13. General Provisions
13.1 Entire Agreement
These Terms, together with any Order Forms, the DPA, the Acceptable Use Policy, the Cookie Policy, and the Privacy Policy (all available at www.soapbox.cloud/legal), constitute the entire agreement between the Parties with respect to the subject matter hereof and supersede all prior and contemporaneous agreements, representations, and understandings.
13.2 Amendment
SoapBox may amend these Terms at any time by posting the updated Terms on its website and providing the Subscriber with at least 30 days' written notice. The Subscriber's continued use of the Platform after the effective date of the amended Terms constitutes acceptance. If the Subscriber does not agree to the amended Terms, it may terminate the Subscription before the amendment takes effect.
13.3 Force Majeure
Neither Party shall be liable for any delay or failure to perform its obligations (other than payment obligations) under these Terms due to causes beyond its reasonable control, including acts of God, pandemic, epidemic, government action, war, terrorism, natural disaster, power failure, internet or telecommunications failure, or labour disputes ("Force Majeure Event"). The affected Party shall promptly notify the other Party and use reasonable efforts to resume performance. If a Force Majeure Event continues for more than 60 days, either Party may terminate the affected services without penalty.
13.4 Assignment
The Subscriber may not assign, transfer, or novate these Terms or any of its rights or obligations hereunder without SoapBox's prior written consent. SoapBox may assign these Terms, or its rights and obligations hereunder, to any affiliate or in connection with a merger, acquisition, or sale of substantially all of its assets, without the Subscriber's consent, provided that SoapBox gives the Subscriber written notice. Any purported assignment in violation of this clause shall be void.
13.5 Severability
If any provision of these Terms is held to be invalid, illegal, or unenforceable, the remaining provisions shall continue in full force and effect. The invalid provision shall be modified to the minimum extent necessary to make it enforceable.
13.6 Waiver
No failure or delay by either Party to exercise any right or remedy under these Terms shall constitute a waiver of that or any other right or remedy. A waiver of any breach shall not be deemed a waiver of any subsequent breach.
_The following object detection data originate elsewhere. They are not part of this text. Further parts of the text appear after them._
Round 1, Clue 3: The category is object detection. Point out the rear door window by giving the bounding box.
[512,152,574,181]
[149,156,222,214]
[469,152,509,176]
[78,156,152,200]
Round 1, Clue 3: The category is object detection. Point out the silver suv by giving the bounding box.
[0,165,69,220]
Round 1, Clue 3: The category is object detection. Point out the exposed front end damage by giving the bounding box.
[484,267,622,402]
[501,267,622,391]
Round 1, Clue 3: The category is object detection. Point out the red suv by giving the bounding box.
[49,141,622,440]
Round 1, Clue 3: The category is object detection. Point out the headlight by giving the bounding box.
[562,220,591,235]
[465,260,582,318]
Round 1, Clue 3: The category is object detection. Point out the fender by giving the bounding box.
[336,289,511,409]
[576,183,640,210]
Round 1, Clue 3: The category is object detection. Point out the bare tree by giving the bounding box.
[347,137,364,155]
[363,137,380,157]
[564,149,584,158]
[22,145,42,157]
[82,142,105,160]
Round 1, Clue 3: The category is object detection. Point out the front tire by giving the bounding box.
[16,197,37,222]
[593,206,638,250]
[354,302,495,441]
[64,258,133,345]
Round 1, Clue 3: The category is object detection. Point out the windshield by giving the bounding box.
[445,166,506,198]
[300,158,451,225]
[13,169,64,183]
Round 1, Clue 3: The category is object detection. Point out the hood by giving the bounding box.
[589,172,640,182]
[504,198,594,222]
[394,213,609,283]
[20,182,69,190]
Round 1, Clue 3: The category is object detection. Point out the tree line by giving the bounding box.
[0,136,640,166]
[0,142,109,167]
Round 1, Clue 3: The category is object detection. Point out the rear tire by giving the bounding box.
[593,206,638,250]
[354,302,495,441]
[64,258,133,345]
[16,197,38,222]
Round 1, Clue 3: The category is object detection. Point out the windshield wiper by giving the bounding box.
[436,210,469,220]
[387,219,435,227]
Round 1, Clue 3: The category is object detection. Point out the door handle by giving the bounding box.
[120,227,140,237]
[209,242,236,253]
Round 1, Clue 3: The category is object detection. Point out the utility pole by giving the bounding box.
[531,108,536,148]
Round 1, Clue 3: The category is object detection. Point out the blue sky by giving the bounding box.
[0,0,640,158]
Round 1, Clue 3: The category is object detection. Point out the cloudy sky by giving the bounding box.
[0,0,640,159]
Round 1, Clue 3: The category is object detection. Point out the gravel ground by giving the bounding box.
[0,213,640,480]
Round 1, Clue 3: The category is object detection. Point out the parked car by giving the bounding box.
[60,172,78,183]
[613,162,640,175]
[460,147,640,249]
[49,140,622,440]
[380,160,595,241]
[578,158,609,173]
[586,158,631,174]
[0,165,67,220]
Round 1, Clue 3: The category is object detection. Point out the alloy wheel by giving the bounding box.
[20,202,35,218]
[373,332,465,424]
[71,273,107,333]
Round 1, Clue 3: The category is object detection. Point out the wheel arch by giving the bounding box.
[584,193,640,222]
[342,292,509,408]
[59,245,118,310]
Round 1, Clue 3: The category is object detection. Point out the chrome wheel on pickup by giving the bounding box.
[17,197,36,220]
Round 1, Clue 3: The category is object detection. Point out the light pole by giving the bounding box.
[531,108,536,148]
13.7 Relationship of Parties
The Parties are independent contractors. These Terms do not create a partnership, joint venture, agency, franchise, or employment relationship between the Parties.
13.8 Notices
All legal notices under these Terms shall be in writing and delivered by: (a) email with confirmation of receipt; or (b) courier or registered post to the addresses set out in the Order Form. Notices to SoapBox must be copied to legal@soapbox.cloud. Notices take effect on delivery.
13.9 Third-Party Rights
These Terms do not confer any rights on any person or entity other than the Parties and, where applicable, their permitted successors and assigns.
13.10 Counterparts
Where an Order Form or amendment is executed in counterparts (including electronic signature), each counterpart shall be deemed an original and all counterparts together shall constitute one and the same instrument.
14. Contact Information
For legal notices, contractual queries, or questions about these Terms, please contact:
SoapBox Software Solutions LLP
Attn: Legal Team
Hyderabad, Telangana, India
Legal / Contracts: legal@soapbox.cloud
Support: support@soapbox.cloud
Sales: sales@soapbox.cloud
Website: www.soapbox.cloud/legal
These Terms of Service were last reviewed and approved by SoapBox Software Solutions LLP in April 2025.